MT Evaluation with Travatar

Overview
Supported Evaluation Measures
Significance Testing
Segmenting Output for Evaluation

Overview

Travatar contains a tool for evaluating translations according to various automatic evaluation metrics. We do this by passing the reference (ref.txt) and system outputs (sys1.txt sys2.txt or more) to the mt-evaluator program.

travatar/src/bin/mt-evaluator -ref ref.txt sys1.txt sys2.txt

This will print scores for BLEU and RIBES. Normal scores for systems should be a BLEU of around 10-50, and RIBES of around 50-90, with systems on the low end of the range generally being bad and high end of the range being good. If you would like to get separate evaluation results for every sentence, you can also add -sent true.

Supported Evaluation Measures

The evaluation supports several evaluation measures, each of which can optionally be parameterized using a string following a colon:

BLEU (indicator string: bleu:order=4,smooth=0,scope=corpus)
RIBES (indicator string: ribes:alpha=0.25,beta=0.1)
TER (indicator string: ter)
WER (indicator string: wer)

It is possible to indicate one or more evaluation measures during evaluation using the -eval option. For example, if you want to evaluate BLEU of order 5 and TER, you can call the following command:

travatar/src/bin/mt-evaluator -eval "bleu:order=5 ribes" -ref ref.txt sys1.txt sys2.txt

It is also possible (mainly for tuning) to linearly interpolate two or more evaluation measures using the "interp" pseudo-measure:

Interpolated (indicator string: interp:0.4|bleu:order=5|0.6|ribes)

For more advanced usage, Travatar supports advanced interpolation measure that takes other evaluation measures as variables and combine them with single math expression.

Advanced Interpolation (indicator string: ainterp:A|bleu:order=5|B|ribes|2*A*B/(A+B))

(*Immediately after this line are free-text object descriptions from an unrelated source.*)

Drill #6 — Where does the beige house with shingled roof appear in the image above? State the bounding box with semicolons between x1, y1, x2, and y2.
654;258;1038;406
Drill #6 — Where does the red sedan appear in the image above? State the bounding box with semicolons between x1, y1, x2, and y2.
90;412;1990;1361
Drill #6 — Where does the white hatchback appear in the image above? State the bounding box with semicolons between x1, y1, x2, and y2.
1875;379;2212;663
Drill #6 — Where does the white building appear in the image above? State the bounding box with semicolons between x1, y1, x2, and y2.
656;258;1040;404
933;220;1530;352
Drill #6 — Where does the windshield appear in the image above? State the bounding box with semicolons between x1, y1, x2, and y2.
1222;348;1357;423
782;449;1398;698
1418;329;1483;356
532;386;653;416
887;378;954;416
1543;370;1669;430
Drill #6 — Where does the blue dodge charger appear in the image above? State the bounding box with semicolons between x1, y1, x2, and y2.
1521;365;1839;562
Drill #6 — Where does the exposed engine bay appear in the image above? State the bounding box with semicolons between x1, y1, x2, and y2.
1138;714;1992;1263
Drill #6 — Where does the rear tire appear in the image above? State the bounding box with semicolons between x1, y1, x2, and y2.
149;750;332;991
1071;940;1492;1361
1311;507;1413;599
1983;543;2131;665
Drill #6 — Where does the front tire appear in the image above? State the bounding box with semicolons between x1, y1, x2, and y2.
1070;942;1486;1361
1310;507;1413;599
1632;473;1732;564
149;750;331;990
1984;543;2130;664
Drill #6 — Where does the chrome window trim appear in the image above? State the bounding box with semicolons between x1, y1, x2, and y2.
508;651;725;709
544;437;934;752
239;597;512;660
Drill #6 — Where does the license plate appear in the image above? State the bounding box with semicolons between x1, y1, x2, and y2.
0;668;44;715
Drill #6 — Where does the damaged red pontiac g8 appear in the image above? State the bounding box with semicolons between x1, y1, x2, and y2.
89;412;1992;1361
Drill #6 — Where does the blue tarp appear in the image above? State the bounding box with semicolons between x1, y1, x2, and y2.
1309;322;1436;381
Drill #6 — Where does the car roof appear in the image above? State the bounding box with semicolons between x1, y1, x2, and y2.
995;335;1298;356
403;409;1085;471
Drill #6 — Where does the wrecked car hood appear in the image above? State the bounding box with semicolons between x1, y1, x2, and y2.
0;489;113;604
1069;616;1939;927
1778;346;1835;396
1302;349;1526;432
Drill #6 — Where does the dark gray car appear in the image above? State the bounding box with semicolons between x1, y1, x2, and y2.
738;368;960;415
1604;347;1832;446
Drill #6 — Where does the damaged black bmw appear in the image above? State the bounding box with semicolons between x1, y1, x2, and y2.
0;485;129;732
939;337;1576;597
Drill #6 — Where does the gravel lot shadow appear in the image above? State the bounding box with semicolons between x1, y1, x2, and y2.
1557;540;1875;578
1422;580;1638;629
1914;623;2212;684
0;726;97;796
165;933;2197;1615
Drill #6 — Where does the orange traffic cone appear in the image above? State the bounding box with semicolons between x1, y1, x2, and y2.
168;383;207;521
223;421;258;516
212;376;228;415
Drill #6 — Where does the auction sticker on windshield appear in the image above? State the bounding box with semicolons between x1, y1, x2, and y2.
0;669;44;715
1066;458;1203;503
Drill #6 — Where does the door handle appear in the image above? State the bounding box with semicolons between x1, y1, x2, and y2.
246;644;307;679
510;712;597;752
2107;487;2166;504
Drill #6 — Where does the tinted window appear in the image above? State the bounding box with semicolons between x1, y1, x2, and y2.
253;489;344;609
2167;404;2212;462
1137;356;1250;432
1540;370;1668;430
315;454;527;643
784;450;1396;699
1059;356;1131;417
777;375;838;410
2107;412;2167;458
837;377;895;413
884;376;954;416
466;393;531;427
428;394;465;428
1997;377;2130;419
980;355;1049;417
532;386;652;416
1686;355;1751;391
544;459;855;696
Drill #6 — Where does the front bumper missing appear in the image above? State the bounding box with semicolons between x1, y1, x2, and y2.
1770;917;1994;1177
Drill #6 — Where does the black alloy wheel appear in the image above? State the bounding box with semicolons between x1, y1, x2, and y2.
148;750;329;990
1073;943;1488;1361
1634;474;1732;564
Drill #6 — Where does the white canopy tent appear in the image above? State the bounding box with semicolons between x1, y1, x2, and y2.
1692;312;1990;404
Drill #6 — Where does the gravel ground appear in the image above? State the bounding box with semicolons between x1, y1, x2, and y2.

Here we are counting the harmonic mean of 5-BLEU and RIBES together. Currently, Travatar supports up to 26 variables (A-Z inclusive) and standard mathematic binary operator (+,-,/,*) and rounded parentheses.

Significance Testing

It is also possible to perform significance testing for differences between the systems using bootstrap resampling. You can do this by adding -bootstrap XXX, where XXX is the number of random samples you will use. 10000 is usually a reasonable number of samples:

travatar/src/bin/mt-evaluator -bootstrap 10000 -ref ref.txt sys1.txt sys2.txt

After the normal evaluation output, you will also get a significance report for each system pair and evaluation measure. The first column is the fraction of the time that the first system achieves a higher value than the second system, the center value indicates ties, and the final value indicates that the first system gets a lower value.

Segmenting MT Output for Evaluation

Sometimes the sentence segmentation of the reference translations and system output does not match, such as in speech translation where sentence boundaries are not clear (Matusov et al. 2005). In this case, you can use the mt-segmenter utility to divide the system output into sentences first before evaluation. Usage is as follows, where ref.txt is the reference, sys.txt is the system output (line boundaries are ignored), and seg.txt is the segmented output.

travatar/src/bin/mt-segmenter -ref ref.txt sys.txt > seg.txt

By default the segmentation is created to approximately optimize BLEU (with +1 smoothing to make dynamic programming go smoothly), but you can use other optimization measures as listed above. Also, note that this process is very slow, as it is not using any approximate search techniques. If you have document boundaries, it would be best to divide along these document boundaries, and send one document at a time to mt-segmenter, which will greatly improve speed.